Il est de ce genre de film un terrain sur lequel on ne préfère, d'habitude, pas s'aventurer tant l'ampleur se déployant devant nous semble insondable et inaccessible. Satantango, A Brighter Summer Day (de notre cher Edward Yang aussi) ou An elephant sitting still sont des œuvres de cet acabit.
Pour Yi Yi il est d'autant plus dur de ne pas rester focalisé, obnubilé par le caractère universel de l'oeuvre qui ne cesse de tisser des liens entre humanité et art, et ce par le biais d'une expérience forte du réel. Sans doute, je parle seulement pour moi, néanmoins je me sens ridiculement petit face à ce genre de geste esthétique.
Yi Yi est de ces films qui en plus de nous traverser nous regarde autant que nous le regardons.
Voilà le grand questionnement qui me parcourt à la sortie de la salle; que dit-il de toi en tant que spectateur, peut-être cinéphile, en tant qu'humain, dans ta chair, profondément ? Qu'aurait-il donc de si universel pour te parler malgré son éminente singularité ?

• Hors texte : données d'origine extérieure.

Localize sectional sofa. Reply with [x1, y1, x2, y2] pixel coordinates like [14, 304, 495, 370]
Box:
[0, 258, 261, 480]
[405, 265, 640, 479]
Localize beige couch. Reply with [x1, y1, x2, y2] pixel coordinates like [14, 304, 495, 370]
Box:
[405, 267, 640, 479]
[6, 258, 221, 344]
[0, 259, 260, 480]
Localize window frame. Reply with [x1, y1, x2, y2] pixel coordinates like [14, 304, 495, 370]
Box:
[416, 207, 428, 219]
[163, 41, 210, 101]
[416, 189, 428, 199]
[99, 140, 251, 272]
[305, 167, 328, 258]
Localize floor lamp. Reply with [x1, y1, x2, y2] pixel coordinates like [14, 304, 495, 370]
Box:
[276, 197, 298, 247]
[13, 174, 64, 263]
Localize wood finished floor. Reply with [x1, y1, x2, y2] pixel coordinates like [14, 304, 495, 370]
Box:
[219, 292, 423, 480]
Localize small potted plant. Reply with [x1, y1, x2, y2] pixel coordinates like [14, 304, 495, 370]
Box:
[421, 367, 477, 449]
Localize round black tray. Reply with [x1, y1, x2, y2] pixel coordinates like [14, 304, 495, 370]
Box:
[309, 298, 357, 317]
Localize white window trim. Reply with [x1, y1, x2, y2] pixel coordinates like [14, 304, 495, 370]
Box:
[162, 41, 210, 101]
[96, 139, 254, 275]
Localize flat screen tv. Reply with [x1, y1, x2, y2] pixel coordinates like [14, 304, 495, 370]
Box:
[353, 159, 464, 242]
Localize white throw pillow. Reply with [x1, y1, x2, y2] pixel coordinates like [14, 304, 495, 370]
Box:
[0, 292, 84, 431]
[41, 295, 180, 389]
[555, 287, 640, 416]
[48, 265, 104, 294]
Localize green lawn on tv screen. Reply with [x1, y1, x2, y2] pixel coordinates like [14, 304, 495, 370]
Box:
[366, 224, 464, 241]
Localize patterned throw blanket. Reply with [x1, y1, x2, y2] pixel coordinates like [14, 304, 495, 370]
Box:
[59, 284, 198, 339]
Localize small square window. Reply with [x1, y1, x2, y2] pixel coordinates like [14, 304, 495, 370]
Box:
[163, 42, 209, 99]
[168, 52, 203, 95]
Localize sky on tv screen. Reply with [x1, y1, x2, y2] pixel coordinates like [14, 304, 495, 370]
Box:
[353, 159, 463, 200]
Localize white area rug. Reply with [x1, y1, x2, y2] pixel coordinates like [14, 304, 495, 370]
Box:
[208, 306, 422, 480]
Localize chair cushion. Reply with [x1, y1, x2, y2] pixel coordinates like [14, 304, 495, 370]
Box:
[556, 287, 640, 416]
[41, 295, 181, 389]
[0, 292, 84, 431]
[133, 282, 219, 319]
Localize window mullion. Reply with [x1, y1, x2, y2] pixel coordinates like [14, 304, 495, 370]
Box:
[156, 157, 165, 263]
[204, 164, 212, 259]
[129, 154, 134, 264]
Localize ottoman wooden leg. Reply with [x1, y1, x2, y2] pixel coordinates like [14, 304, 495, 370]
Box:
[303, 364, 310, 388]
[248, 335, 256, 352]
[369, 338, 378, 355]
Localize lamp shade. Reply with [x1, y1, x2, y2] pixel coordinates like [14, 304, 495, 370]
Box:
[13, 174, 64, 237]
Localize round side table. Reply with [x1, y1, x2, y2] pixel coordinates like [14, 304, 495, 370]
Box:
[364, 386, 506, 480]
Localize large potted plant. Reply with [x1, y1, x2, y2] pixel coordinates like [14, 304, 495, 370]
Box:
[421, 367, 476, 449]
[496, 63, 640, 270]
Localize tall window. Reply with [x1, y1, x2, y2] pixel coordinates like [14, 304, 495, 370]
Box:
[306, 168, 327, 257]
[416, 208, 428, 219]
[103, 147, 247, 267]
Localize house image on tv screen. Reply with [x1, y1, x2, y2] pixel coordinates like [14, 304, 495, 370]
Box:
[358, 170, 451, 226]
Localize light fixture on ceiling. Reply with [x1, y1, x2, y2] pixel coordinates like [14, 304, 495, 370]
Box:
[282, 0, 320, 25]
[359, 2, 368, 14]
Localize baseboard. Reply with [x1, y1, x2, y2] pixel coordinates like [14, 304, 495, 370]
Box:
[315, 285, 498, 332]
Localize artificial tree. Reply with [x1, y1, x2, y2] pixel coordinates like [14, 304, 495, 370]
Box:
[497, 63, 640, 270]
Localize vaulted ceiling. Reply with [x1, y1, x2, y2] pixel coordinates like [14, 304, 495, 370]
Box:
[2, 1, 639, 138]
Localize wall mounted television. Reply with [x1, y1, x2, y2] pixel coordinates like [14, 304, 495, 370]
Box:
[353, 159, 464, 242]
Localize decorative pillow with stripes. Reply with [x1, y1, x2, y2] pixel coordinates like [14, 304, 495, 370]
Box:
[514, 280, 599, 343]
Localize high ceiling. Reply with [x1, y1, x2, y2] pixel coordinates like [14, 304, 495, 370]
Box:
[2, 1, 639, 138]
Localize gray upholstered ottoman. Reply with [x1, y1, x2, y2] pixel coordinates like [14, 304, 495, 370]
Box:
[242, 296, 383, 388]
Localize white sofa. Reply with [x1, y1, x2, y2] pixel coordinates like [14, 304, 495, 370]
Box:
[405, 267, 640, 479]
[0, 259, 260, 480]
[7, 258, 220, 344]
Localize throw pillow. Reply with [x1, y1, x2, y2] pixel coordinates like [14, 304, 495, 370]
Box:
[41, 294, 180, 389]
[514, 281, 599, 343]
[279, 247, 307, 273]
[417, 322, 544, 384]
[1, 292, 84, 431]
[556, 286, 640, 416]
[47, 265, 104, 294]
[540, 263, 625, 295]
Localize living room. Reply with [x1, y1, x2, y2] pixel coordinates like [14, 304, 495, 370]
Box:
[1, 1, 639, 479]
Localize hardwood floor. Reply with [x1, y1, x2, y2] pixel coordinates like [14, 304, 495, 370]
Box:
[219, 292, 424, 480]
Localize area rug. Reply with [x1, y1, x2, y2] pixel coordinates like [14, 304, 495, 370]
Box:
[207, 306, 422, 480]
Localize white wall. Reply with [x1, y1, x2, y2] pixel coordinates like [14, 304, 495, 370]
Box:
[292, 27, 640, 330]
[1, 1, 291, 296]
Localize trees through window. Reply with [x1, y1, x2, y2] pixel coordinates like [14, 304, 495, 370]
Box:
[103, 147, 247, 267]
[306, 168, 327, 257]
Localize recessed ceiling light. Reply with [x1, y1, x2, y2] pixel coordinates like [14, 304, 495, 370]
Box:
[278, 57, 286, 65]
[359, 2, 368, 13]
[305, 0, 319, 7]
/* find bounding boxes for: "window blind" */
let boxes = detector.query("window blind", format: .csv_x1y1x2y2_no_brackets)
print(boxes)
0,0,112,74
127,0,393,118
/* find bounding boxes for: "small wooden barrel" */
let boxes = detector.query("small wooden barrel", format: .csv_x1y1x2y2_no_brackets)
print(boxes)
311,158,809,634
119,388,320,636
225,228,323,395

Ce sont des questionnements primaires qui ne sont pas pour autant à négliger face à un tel émoi esthétique. Il m'est donc important ici de retourner un peu à la généalogie de mon expérience de spectateur, parce qu'il me semble plus qu'ardu de prétendre à une certaine exhaustivité face à cet objet cinématographique.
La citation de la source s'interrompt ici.